Sur la base des données relatives aux émissions de gaz à effet de serre (GES), nous constatons que, contrairement à celles du secteur de l'électricité, les industries européennes n'ont pas encore réduit leurs émissions de manière significative ces dernières années. Toutefois, le paquet de mesures « Fit for 55 » de l'UE contient des objectifs ambitieux de diminution de ces émissions d'ici à 2030. Cet effort devra reposer non seulement sur l'innovation, mais aussi sur le rattrapage technologique et sur le transfert de l'activité économique aux entreprises les plus efficaces en matière d’émissions. Une réaffectation limitée des activités au sein d'un secteur et l’éviction des entreprises les plus émettrices peut entraîner des baisses substantielles des émissions. Une hausse du prix du carbone stimulera à la fois l'innovation et cette mutation, dans la mesure où ces prix plus élevés pourraient rendre certaines entreprises industrielles déficitaires.

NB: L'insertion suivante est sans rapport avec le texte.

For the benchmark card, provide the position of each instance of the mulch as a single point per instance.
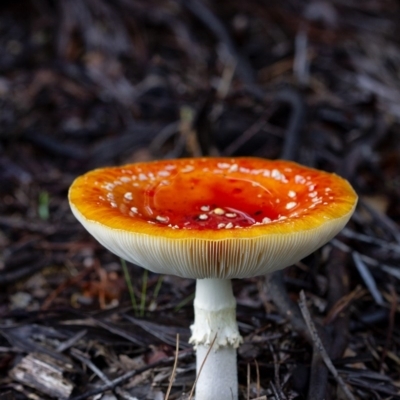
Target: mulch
(85, 84)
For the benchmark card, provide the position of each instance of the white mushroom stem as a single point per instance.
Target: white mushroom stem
(215, 325)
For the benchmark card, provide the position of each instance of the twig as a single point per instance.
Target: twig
(77, 354)
(131, 374)
(368, 279)
(318, 346)
(392, 316)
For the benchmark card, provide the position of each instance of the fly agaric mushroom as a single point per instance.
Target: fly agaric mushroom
(213, 219)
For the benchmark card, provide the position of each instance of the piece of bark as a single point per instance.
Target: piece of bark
(43, 373)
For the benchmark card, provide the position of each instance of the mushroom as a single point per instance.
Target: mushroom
(213, 219)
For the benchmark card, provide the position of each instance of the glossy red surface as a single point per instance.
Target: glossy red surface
(209, 193)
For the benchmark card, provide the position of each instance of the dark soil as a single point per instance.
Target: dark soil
(89, 83)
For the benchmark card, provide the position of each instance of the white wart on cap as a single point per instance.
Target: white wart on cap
(212, 217)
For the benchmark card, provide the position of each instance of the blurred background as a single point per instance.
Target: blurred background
(89, 83)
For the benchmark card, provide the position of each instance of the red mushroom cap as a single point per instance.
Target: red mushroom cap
(212, 217)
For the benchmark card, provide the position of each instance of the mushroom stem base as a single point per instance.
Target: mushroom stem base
(218, 376)
(215, 325)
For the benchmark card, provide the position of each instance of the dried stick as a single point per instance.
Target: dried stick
(318, 346)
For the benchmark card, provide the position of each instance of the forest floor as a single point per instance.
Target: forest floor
(85, 84)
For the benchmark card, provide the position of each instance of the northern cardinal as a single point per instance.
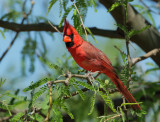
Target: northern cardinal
(92, 59)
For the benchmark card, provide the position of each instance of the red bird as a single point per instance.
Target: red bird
(92, 59)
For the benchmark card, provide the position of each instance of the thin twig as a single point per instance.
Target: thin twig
(153, 52)
(113, 117)
(80, 19)
(54, 27)
(49, 84)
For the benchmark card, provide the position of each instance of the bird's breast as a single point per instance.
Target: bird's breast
(83, 60)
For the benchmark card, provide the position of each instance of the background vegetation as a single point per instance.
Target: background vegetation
(40, 81)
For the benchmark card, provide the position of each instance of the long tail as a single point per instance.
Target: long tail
(121, 87)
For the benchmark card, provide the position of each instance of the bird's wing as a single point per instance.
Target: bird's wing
(94, 53)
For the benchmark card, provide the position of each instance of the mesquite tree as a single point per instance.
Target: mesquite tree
(65, 92)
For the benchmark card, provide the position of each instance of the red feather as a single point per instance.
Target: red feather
(92, 59)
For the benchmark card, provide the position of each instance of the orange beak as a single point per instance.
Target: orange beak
(66, 39)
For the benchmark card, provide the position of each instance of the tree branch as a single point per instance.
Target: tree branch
(46, 27)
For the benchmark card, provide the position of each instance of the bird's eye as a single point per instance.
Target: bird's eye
(71, 36)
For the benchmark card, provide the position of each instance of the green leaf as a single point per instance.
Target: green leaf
(5, 93)
(91, 34)
(123, 115)
(115, 5)
(39, 93)
(37, 84)
(86, 85)
(17, 117)
(93, 99)
(15, 96)
(52, 2)
(134, 32)
(2, 81)
(107, 100)
(151, 18)
(152, 69)
(65, 14)
(2, 34)
(122, 27)
(79, 91)
(68, 111)
(130, 103)
(94, 4)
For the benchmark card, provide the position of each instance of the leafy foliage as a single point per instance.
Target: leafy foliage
(34, 107)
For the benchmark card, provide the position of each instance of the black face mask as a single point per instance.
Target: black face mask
(70, 44)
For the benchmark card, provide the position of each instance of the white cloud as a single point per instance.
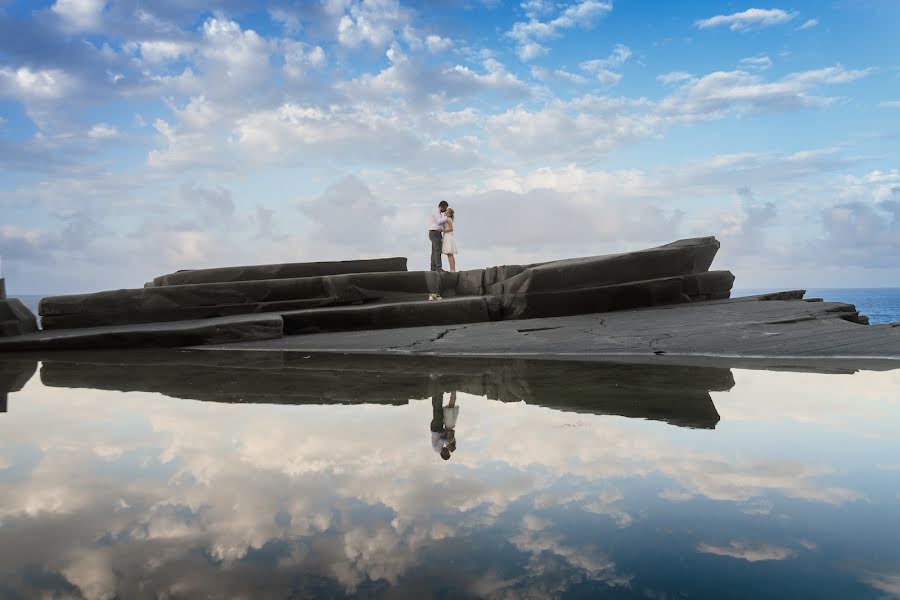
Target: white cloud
(749, 19)
(157, 52)
(674, 77)
(544, 74)
(748, 551)
(289, 20)
(437, 44)
(34, 85)
(80, 15)
(759, 63)
(372, 22)
(102, 131)
(602, 68)
(299, 57)
(527, 34)
(234, 61)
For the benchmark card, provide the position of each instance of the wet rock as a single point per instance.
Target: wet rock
(279, 271)
(16, 318)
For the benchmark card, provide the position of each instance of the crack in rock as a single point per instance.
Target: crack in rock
(655, 340)
(439, 336)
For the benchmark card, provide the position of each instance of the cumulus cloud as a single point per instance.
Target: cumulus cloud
(752, 18)
(102, 131)
(760, 63)
(748, 551)
(602, 68)
(529, 34)
(372, 22)
(79, 15)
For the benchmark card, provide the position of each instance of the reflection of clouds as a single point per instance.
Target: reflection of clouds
(884, 581)
(605, 504)
(91, 572)
(548, 550)
(354, 493)
(865, 403)
(751, 552)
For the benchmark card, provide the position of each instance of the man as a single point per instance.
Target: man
(439, 441)
(438, 220)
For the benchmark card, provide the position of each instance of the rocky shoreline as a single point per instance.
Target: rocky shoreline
(662, 301)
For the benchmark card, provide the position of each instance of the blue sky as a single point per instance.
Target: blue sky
(141, 137)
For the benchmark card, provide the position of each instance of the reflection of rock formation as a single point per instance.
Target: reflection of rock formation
(14, 374)
(677, 395)
(265, 302)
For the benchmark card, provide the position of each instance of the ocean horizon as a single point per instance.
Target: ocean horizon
(881, 305)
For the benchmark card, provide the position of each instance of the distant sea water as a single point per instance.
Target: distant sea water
(881, 305)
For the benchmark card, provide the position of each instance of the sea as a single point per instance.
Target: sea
(881, 305)
(173, 473)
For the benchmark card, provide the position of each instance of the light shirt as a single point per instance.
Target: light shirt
(450, 414)
(438, 441)
(437, 220)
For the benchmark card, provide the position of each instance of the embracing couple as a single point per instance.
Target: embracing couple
(440, 232)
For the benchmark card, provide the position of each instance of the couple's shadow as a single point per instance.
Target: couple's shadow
(443, 424)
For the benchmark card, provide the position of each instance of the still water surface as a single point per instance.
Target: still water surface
(202, 475)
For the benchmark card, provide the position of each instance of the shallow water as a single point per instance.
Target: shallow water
(201, 474)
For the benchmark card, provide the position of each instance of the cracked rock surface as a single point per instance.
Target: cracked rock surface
(739, 327)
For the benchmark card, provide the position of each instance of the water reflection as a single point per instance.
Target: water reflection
(677, 395)
(311, 477)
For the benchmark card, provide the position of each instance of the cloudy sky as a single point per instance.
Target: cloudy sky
(139, 137)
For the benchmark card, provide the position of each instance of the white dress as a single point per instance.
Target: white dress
(449, 246)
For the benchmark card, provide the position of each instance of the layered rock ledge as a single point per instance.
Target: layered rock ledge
(656, 301)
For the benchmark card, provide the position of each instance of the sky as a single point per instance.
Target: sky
(140, 137)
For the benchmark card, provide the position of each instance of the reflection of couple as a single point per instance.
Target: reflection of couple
(443, 240)
(443, 424)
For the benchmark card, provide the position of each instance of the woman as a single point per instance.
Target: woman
(449, 243)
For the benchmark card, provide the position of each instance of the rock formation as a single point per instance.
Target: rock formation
(266, 302)
(15, 318)
(676, 395)
(380, 293)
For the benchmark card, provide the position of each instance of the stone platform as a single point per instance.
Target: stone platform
(658, 302)
(739, 328)
(148, 335)
(676, 395)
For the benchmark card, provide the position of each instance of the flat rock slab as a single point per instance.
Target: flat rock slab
(384, 316)
(677, 395)
(736, 328)
(280, 271)
(170, 334)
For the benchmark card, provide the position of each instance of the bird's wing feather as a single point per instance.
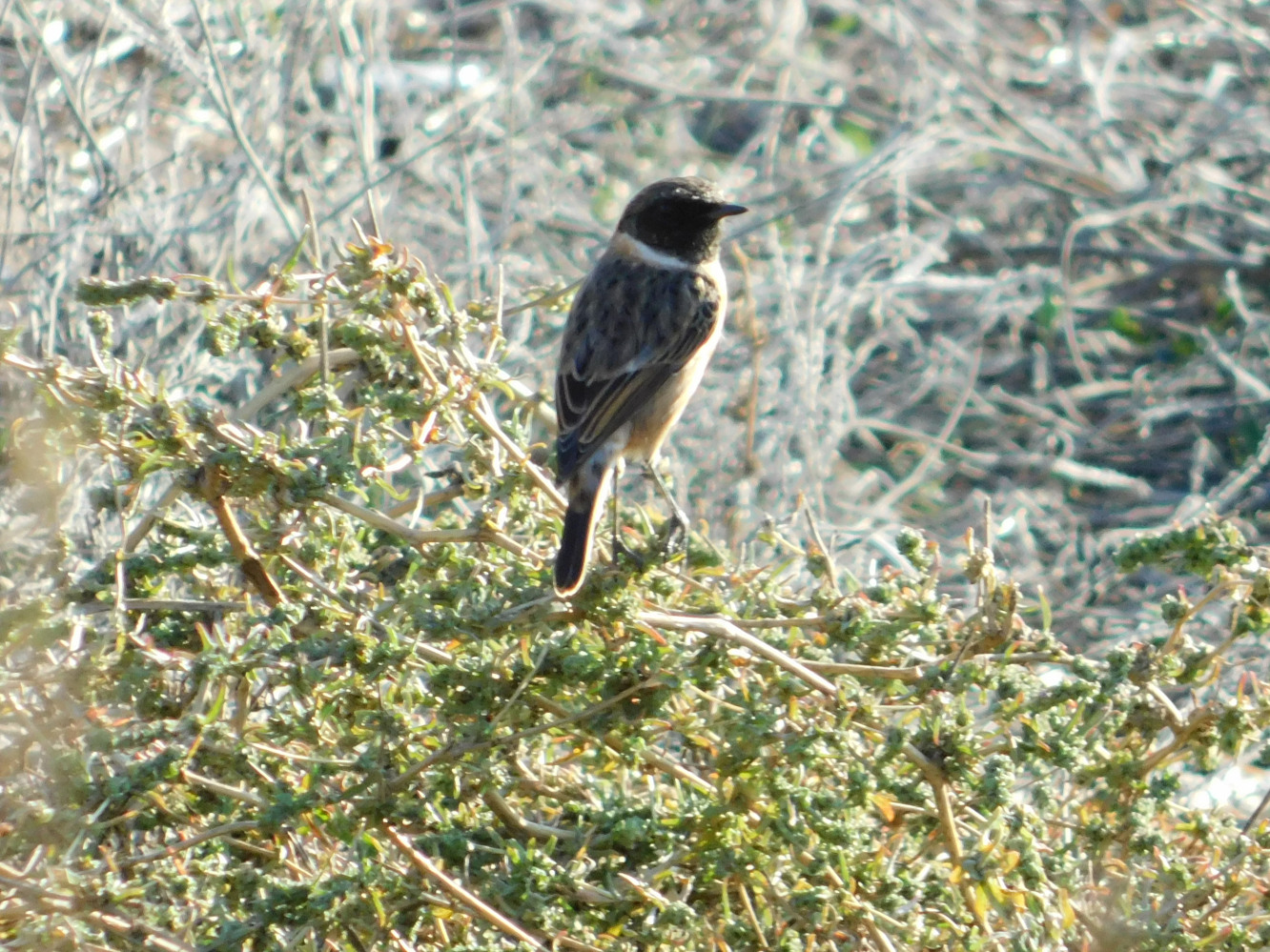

Le système d’échange de quotas d’émission de carbone de l’UE (le SEQE-UE, introduit en 2005) constitue une tentative ambitieuse de concilier la croissance économique avec la réduction des émissions de GES des grandes entreprises manufacturières et de celles liées à la production d’électricité. Le SEQE-UE fonctionne comme un système de « plafonnement et d'échange » selon lequel les installations industrielles peuvent recourir à l'échange de droits d'émission de carbone pour compenser les émissions supérieures ou inférieures à un certain seuil d'allocation gratuite de droits. La troisième phase du SEQE-UE, qui s'est achevée en 2020, visait à comprimer les émissions de 21 % (par rapport à 2005) au niveau de l'ensemble du système. Les émissions réelles sont demeurées bien en deçà de l'objectif fixé (cf. volet gauche du graphique 1). Pour la phase suivante (qui courra jusqu'en 2030), le plafond d'émission sera abaissé de 43 % (toujours par rapport à 2005). Ce taux pourrait encore être resserré dans le paquet de mesures « Fit for 55 » proposé par la Commission européenne en 2021.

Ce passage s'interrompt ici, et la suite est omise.